The films, developed by the Global Industry Alliance to Support Low Carbon Shipping (Low Carbon GIA), provide an introduction to IMO’s EEXI requirements, how to calculate the attained and required EEXI, and how the survey and certification works.

The videos – free to access online – are between 10 and 12 minutes in duration and cover:
· Similarities and differences between EEXI and EEDI
· EEXI compliance options
· A worked example of how a ship’s required and attained EEXI are calculated
· A short quiz that enables the learner to test their understanding of EEXI
Watch the EEXI video series here.

Minglee Hoe, Technical Analyst of the IMO-Norway GreenVoyage2050 Project said: “Providing support tools to maritime administrations and shipowners/operators who want to increase their knowledge of the Energy Efficiency Existing Ship Index (EEXI) is important in helping the industry to navigate meeting ship energy efficiency requirements and making improvements in line with the IMO GHG strategy.”

The EEXI regulation is mandatory under MARPOL Annex VI and took effect in January 2023 as part of IMO’s short-term GHG reduction measure.

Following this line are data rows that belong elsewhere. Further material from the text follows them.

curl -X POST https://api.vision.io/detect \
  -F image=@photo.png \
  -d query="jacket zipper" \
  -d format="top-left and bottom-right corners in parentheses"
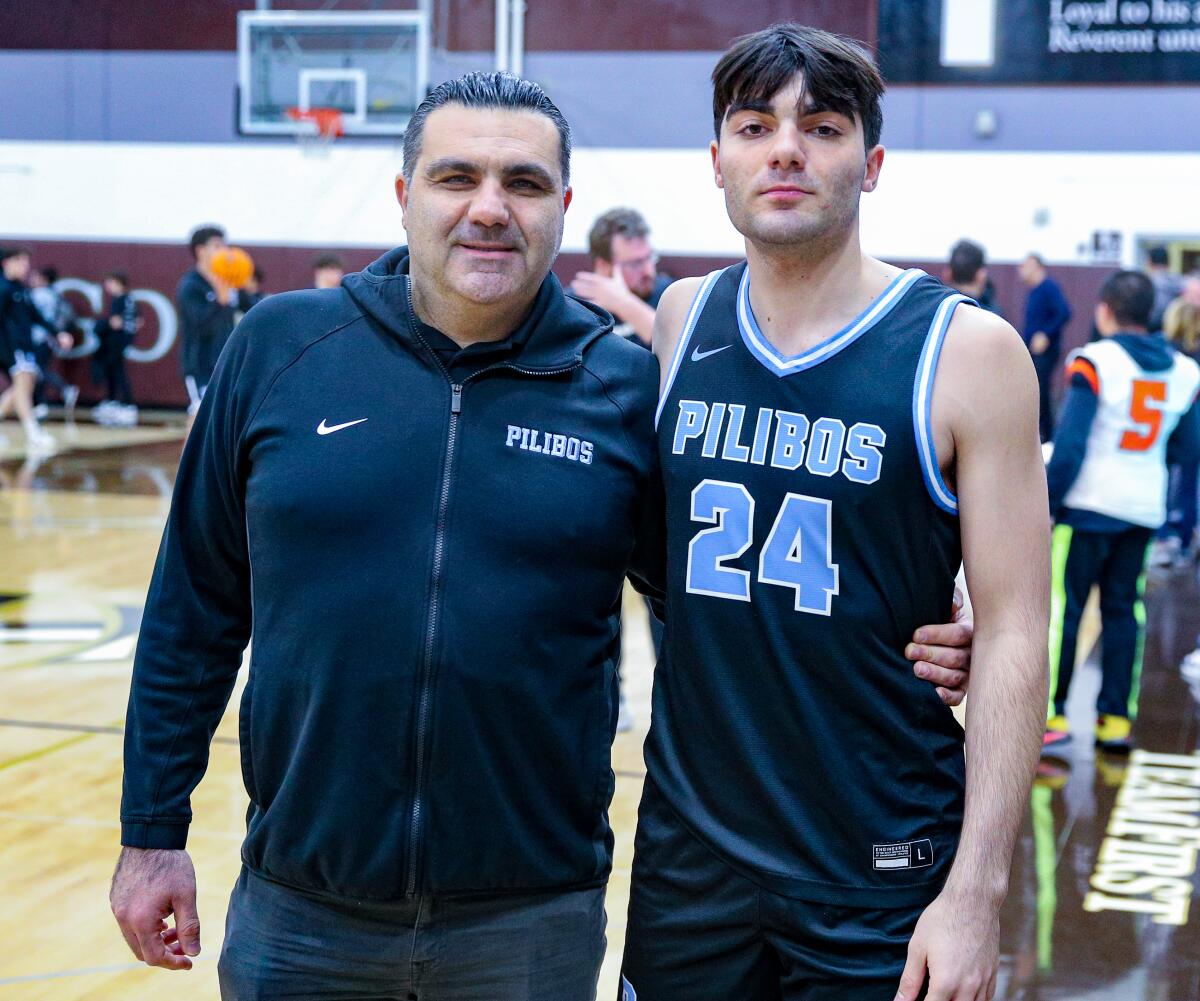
top-left (402, 286), bottom-right (580, 895)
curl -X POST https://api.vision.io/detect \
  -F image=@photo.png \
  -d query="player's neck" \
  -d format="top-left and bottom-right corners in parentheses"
top-left (743, 233), bottom-right (895, 355)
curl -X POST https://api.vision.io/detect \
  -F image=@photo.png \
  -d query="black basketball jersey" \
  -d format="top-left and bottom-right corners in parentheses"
top-left (645, 262), bottom-right (969, 908)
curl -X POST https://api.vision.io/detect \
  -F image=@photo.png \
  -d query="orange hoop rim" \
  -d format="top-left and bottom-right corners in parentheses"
top-left (285, 106), bottom-right (346, 139)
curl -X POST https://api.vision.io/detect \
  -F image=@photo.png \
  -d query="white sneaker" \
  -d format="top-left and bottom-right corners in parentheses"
top-left (25, 427), bottom-right (56, 453)
top-left (32, 403), bottom-right (49, 420)
top-left (616, 692), bottom-right (634, 733)
top-left (1151, 538), bottom-right (1181, 568)
top-left (63, 385), bottom-right (80, 412)
top-left (1181, 648), bottom-right (1200, 682)
top-left (92, 401), bottom-right (117, 425)
top-left (115, 404), bottom-right (139, 427)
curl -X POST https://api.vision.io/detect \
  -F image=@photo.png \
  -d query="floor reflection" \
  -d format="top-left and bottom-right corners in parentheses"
top-left (998, 565), bottom-right (1200, 999)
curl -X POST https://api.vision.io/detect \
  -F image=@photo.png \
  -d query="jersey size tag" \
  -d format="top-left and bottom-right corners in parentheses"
top-left (873, 839), bottom-right (934, 870)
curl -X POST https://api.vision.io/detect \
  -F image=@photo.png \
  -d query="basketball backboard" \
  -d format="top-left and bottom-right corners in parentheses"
top-left (237, 10), bottom-right (429, 137)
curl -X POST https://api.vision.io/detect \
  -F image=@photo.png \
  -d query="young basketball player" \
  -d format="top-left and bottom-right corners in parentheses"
top-left (621, 25), bottom-right (1050, 1001)
top-left (1043, 270), bottom-right (1200, 756)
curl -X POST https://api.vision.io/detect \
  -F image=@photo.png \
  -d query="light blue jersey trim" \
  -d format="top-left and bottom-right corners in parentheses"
top-left (914, 293), bottom-right (972, 516)
top-left (736, 267), bottom-right (925, 378)
top-left (654, 268), bottom-right (726, 428)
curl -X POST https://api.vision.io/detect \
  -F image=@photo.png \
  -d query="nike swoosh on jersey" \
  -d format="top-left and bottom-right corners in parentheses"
top-left (691, 344), bottom-right (731, 362)
top-left (316, 417), bottom-right (369, 435)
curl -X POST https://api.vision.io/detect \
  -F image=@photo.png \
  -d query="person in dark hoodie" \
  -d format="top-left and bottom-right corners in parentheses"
top-left (1044, 270), bottom-right (1200, 757)
top-left (175, 224), bottom-right (255, 436)
top-left (109, 72), bottom-right (972, 1001)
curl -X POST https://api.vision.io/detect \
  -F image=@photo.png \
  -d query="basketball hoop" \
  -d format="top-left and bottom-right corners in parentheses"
top-left (286, 106), bottom-right (345, 157)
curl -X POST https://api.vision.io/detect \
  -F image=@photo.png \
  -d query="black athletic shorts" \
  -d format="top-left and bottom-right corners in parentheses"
top-left (619, 778), bottom-right (930, 1001)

A ship’s attained EEXI indicates its energy efficiency compared to a baseline. Ships attained EEXI will then be compared to a required EEXI based on an applicable reduction factor expressed as a percentage relative to the Energy Efficiency Design Index (EEDI) baseline. It must be calculated for ships of 400 GT and above, in accordance with the different values set for ship types and size categories. The calculated attained EEXI value for each individual ship must be below the required EEXI, to ensure the ship meets a minimum energy efficiency standard.

The video series was developed under the Energy efficiency technologies (EETs) and operational best practices workstream of the Low Carbon GIA. A Carbon Intensity Indicator (CII) video series was released in May this year.